Handout 6

STEP 6: Define Your Audience For Academic Level and Knowledge Level

            Before you start to write, you must identify your audience.  Who will be reading your paper?  If your audience is going to be your college professor, you will write at a different level than if you are writing an editorial for your school newspaper or an article for a children’s magazine.  First, identify the academic level of your audience and then plan to use a writing style and level that will be appropriate to that audience.  Remember to be realistic.  If your audience is your college professor, for example, don’t think that you automatically must use puffed-up, important-sounding language.  Usually, the best way to get your message across and make a good impression is to use language that promotes you as a plain-talking, common-sense, down-to-earth (but well-informed) person.  To assess the academic level of your audience, ask “who is my reader and what level of writing will be appropriate for that reader’?

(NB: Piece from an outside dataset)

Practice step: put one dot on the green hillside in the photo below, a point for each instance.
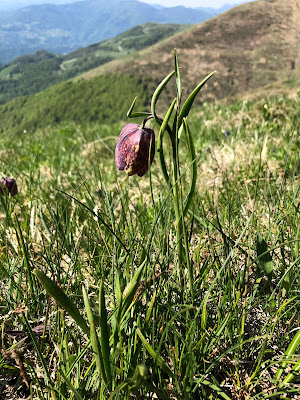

            Once you have identified the academic level of your audience, you must identify the knowledge level of your audience.  Remember, a person’s academic level does not necessarily reflect a person’s knowledge level.  Your English professor may have a Ph.D. in Education and Linguistics, but he may know virtually nothing about cystic fibrosis, a serious lung disease that is always fatal.  If your paper is on cystic fibrosis, you will have to balance your paper so that the academic level will be appropriate for a professor but where the knowledge and content level will be understandable to someone who has no knowledge of the topic.  To assess the knowledge level, ask “what does my reader know or not know about the topic, what experiences or background do they have in relation to the topic and why might they be interested in the topic”?